Sommer an einem Strand in der Toskana, Zelte im Pinienhain, die Grillen zirpen, die Luft flirrt vor Hitze. Die Ferienstimmung, die Regisseur Rolando Colla und Kameramann Lorenz Merz mit den ersten Bildern von Giochi d’estate evozieren, ist jedoch trügerisch. Denn unter der trägeentspannten Oberfläche der sommerlichen Idylle lauern Dissonanzen.
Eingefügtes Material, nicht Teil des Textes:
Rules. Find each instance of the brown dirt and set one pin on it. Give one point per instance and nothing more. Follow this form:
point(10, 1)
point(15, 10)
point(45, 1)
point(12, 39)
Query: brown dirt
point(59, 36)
Der Teenager Nic, sein kleiner Bruder und sein Vater haben sich auf dem Campingplatz eingerichtet. Die Mutter kommt später dazu – die Stimmung zwischen den Eltern wirkt angespannt. Bald wird klar wieso: Der Vater tickt regelmässig ohne Grund aus und schlägt zu. Nic, noch zu jung und zu schwach, um sich für seine Mutter zu wehren, aber alt genug, um Hass zu empfinden, hat sich einen regelrechten Gefühlspanzer zugelegt. Mit stets coolem, ablehnendem Blick geht er durch die Welt und behauptet, nichts zu empfinden, keinen Schmerz, keine Freude. Für seinen Vater hat er nur Verachtung übrig, doch auch seine Mutter, die immer wieder zum Schläger zurückkehrt, ist kaum ein Vorbild. Am Strand begegnet Nic der hübschen Marie, die mit Schwester und Mutter ebenfalls in Italien im Urlaub ist. Auch sie fühlt sich allein gelassen von den Erwachsenen: Ihr sehnlichster Wunsch ist es, ihren unbekannten Vater kennenzulernen, doch ihre Mutter verweigert ihr jede Auskunft über dessen Verbleib.
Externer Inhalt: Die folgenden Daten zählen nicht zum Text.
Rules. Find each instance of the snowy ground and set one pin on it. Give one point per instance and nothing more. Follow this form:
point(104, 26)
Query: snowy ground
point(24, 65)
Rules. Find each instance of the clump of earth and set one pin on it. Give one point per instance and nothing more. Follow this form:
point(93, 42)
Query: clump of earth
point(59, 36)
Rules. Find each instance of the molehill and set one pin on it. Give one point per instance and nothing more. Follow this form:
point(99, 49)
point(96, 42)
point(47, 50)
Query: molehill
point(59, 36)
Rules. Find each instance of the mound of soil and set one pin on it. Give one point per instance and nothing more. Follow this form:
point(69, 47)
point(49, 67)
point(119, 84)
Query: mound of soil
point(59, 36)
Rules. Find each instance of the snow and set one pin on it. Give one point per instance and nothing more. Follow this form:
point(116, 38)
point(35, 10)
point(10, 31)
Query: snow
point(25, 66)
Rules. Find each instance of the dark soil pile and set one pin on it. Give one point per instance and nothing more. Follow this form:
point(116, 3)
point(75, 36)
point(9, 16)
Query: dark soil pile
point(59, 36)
Mit ihren kleineren Geschwistern und Lee, dem Sohn des Kioskbesitzers, spielen Nic und Marie – ausser Reichweite der Eltern – in einer verfallenen Hütte. Nic, der Älteste, hat hier das Sagen. Seine unterdrückten Aggressionen drohen die naiv-unbekümmerten Machtspiele immer wieder in blutigen Ernst kippen zu lassen. Gleichzeitig beginnt er Gefühle für Marie zu entwickeln, mit denen beide nicht recht umgehen können.
Rolando Colla, Schaffhauser Regisseur mit italienischen Wurzeln, erzählt in Giochi d’estate eine universelle Geschichte über das Erwachsenwerden. Er zeigt, wie Jugendliche ihr Leben selbst in die Hand nehmen und schlechte Erfahrungen hinter sich lassen können – Nic und Marie erleben ihre erste Liebe. Dem stellt er die Unfähigkeit der Erwachsenen gegenüber, sich aus eingetretenen Pfaden zu befreien.
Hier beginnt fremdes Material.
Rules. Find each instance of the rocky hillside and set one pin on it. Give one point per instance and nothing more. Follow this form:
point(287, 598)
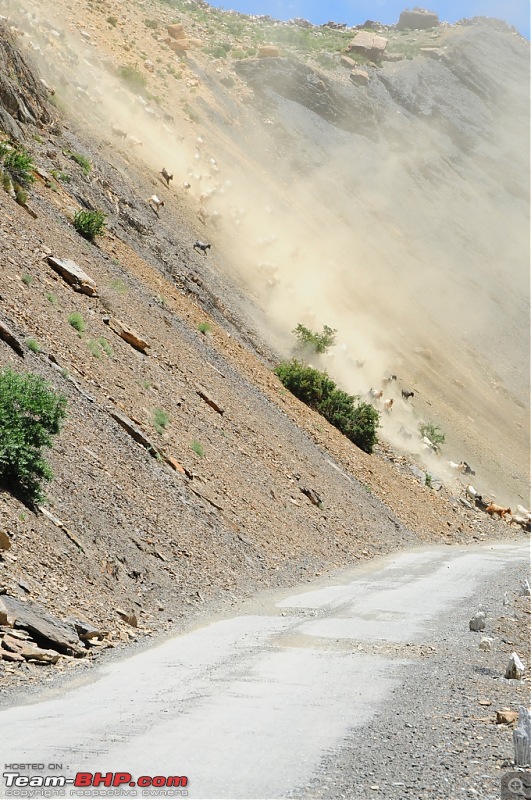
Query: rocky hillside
point(380, 191)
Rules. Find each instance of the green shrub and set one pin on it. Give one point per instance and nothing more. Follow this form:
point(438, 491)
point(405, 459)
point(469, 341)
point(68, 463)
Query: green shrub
point(7, 183)
point(432, 432)
point(84, 162)
point(33, 345)
point(21, 196)
point(89, 224)
point(357, 420)
point(318, 342)
point(133, 78)
point(197, 447)
point(60, 176)
point(30, 414)
point(160, 420)
point(18, 163)
point(306, 383)
point(77, 321)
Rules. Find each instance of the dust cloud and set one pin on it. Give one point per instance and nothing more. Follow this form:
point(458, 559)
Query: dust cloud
point(412, 246)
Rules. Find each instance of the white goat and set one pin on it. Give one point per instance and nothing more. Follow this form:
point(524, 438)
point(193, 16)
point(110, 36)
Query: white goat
point(155, 203)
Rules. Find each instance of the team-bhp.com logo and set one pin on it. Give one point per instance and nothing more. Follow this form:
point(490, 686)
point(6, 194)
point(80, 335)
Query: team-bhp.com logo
point(18, 785)
point(516, 785)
Der Film will mehr als eine Geschichte erzählen, er will eine Atmosphäre und die Stimmungslage der Protagonisten fühlbar machen. Das gelingt über weite Stecken sehr gut, nur manchmal drohen die durchwegs schönen Bilder – wie zufällig aufgenommen und doch sorgfältig komponiert – zu sehr ins Symbolhafte und Geschmäcklerische zu kippen. Dabei genügt es, den durchwegs talentierten (Jung)Schauspielern zuzusehen, um zu spüren, was die Figuren bewegt.
Giochi d’estate, der seine Weltpremiere im Wettbewerb des Filmfestivals von Venedig 2011 feierte, wurde als offizieller Teilnehmer der Schweiz für das Rennen um den «ausländischen Oscar» 2012 ausgewählt.